Jockey Johnny Murtagh will be among the guests when Clondalkin Equine Club hosts its Open Day at the Ballyowen Equine Centre on Saturday as part of Horse Aware Week.
The Equine Club opened the centre last year and it has proved to be a real success story for the area, helping to educate young people about responsible horse ownership.
Roisin Kearney of Clondalkin Equine Club told Dublin Gazette that the ethos of the club is about “planting the seeds constantly about equine welfare and animal welfare all together”.
Horse Aware Week is a joint initiative between Clondalkin Equine Club, DSPCA, the Irish Horse Welfare Trust, Fettercairn Youth Horse Project & UCD Veterinary Staff.
It is part of a concerted effort to increase awareness about responsible horse ownership in the Dublin area spearheaded by the Dublin Region Horse Welfare Working Group (DRHWWG).

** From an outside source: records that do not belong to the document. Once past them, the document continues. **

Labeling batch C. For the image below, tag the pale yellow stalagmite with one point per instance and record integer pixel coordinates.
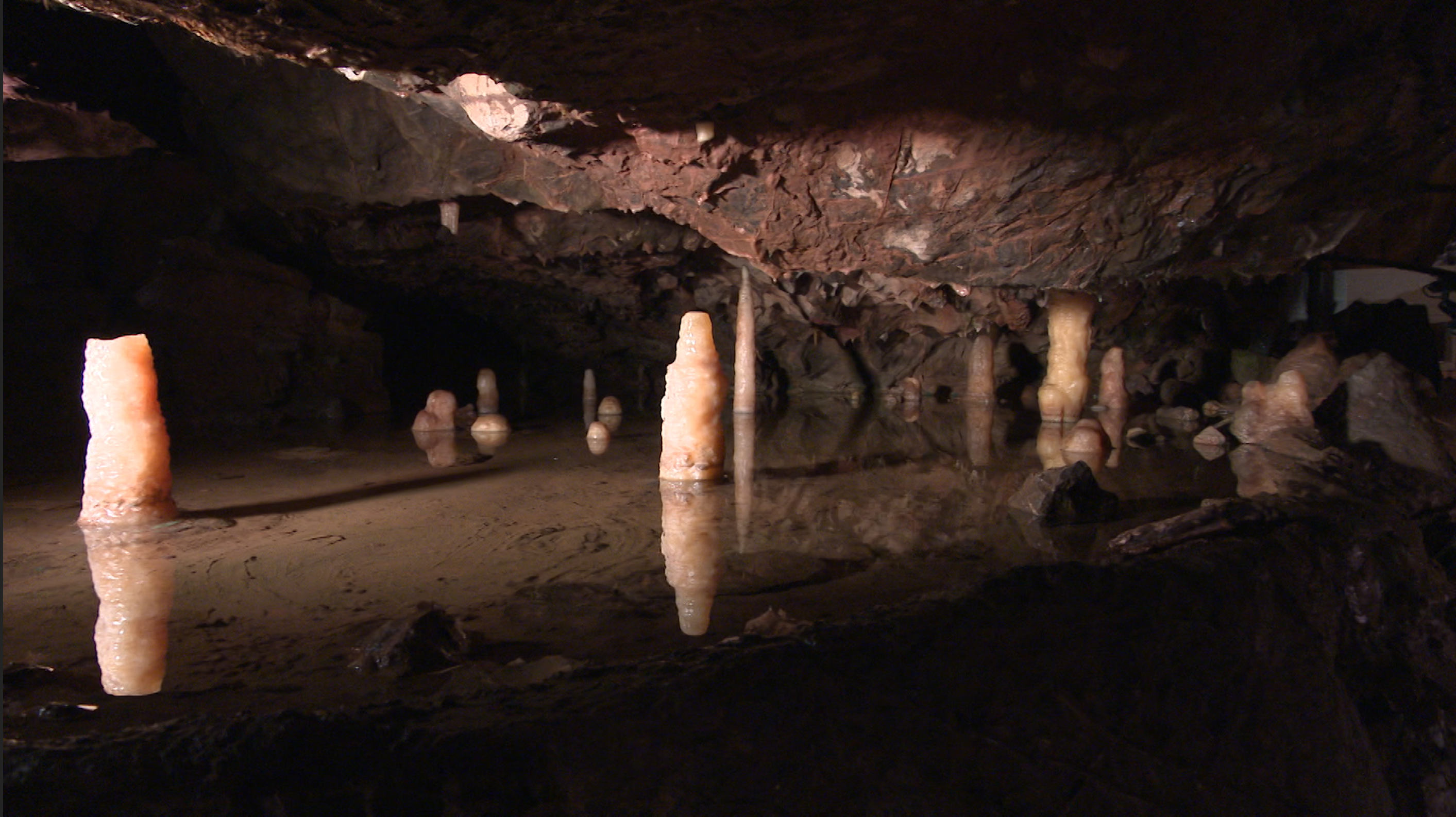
(1049, 445)
(1272, 408)
(692, 405)
(690, 548)
(599, 437)
(129, 462)
(980, 370)
(746, 353)
(743, 440)
(439, 446)
(133, 576)
(1113, 398)
(980, 421)
(1111, 391)
(1085, 442)
(1069, 328)
(488, 395)
(439, 413)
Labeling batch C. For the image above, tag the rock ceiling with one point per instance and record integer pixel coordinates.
(1033, 143)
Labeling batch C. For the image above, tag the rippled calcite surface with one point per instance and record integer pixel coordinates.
(133, 574)
(692, 548)
(1272, 408)
(1085, 442)
(692, 405)
(980, 370)
(439, 413)
(746, 353)
(129, 462)
(1069, 328)
(488, 394)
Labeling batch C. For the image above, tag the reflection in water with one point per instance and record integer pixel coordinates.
(743, 432)
(133, 576)
(690, 548)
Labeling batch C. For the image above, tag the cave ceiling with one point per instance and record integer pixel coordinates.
(1033, 143)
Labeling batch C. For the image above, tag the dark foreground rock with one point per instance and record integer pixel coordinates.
(1293, 669)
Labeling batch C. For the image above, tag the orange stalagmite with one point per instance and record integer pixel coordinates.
(129, 465)
(133, 576)
(1069, 327)
(690, 550)
(692, 405)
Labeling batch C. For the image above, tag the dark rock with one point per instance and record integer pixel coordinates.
(420, 643)
(1065, 496)
(1382, 408)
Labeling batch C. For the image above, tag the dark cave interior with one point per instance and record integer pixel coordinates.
(261, 189)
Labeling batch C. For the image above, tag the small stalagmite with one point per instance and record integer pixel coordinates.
(1085, 442)
(439, 413)
(1049, 445)
(488, 395)
(129, 462)
(692, 405)
(599, 437)
(980, 370)
(611, 413)
(746, 353)
(1111, 391)
(1272, 408)
(1069, 328)
(690, 550)
(133, 574)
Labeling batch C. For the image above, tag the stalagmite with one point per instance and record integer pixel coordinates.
(1049, 445)
(611, 413)
(439, 413)
(439, 446)
(743, 442)
(1111, 391)
(690, 548)
(746, 354)
(1315, 362)
(133, 576)
(1087, 443)
(980, 420)
(692, 404)
(980, 370)
(488, 397)
(598, 439)
(1069, 328)
(450, 216)
(129, 464)
(1272, 408)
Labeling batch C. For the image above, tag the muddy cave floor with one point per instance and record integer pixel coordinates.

Representatives from various animal and equine welfare organisations including DSPCA, the Irish Horse Welfare Trust, My Lovely Horse Rescue (MLHR), Donkey Sanctuary, Clondalkin Equine Club, Fettercairn Youth Horse Project, Cherry Orchard Equine Centre and representatives from Dublin traveller community groups have all signed up to DRHWWG.
The focus is on animal welfare and equine legislation, indiscriminate breeding, education and awareness relating to urban horse projects and programmes.
The week has seen a number of events, including talks in local schools, ahead of the Open Day on Saturday.
“It’s going to be great,” said Roisin.
“We have a wide variety of people coming. Again, it’s the message of just being aware of how much it takes to look after a horse correctly and obviously it’s worthwhile but it’s also extremely hard work so it’s not to jump in before you know all the facts.”
Roisin added that the club also tries to open young people’s minds to potential career opportunities linked to horse ownership.
“We’ve always brought them on trips to say, the master farriers, the race academy. We’re hoping to go and visit the equine school in the Irish Army,” she said.
“So again, it’s planting the seed that it can just be a meaningful hobby if that’s what you want it to be, but it can also be a lot more if you get the right skills behind you.”
Roisin said that she hopes that the centre will continue to grow as a community resource.
“It’s been a long time in the making with a lot of work going on behind the scenes and now we have the purpose-built building which opened last February, so we’re just shortly over a year operational,” she said.
“We have a part-time manager and we have community employment workers now which is great, they’re the backbone of the place.
“But everybody else is there in a volunteer capacity which gives a real sense of community pulling together and I hope in the future we will find funding to have more mainstream staff and further develop it but as it stands now, it’s a real community effort.”
The Ballyowen Equine Club Open Day will take place on Saturday from 11am to 3pm. All are welcome.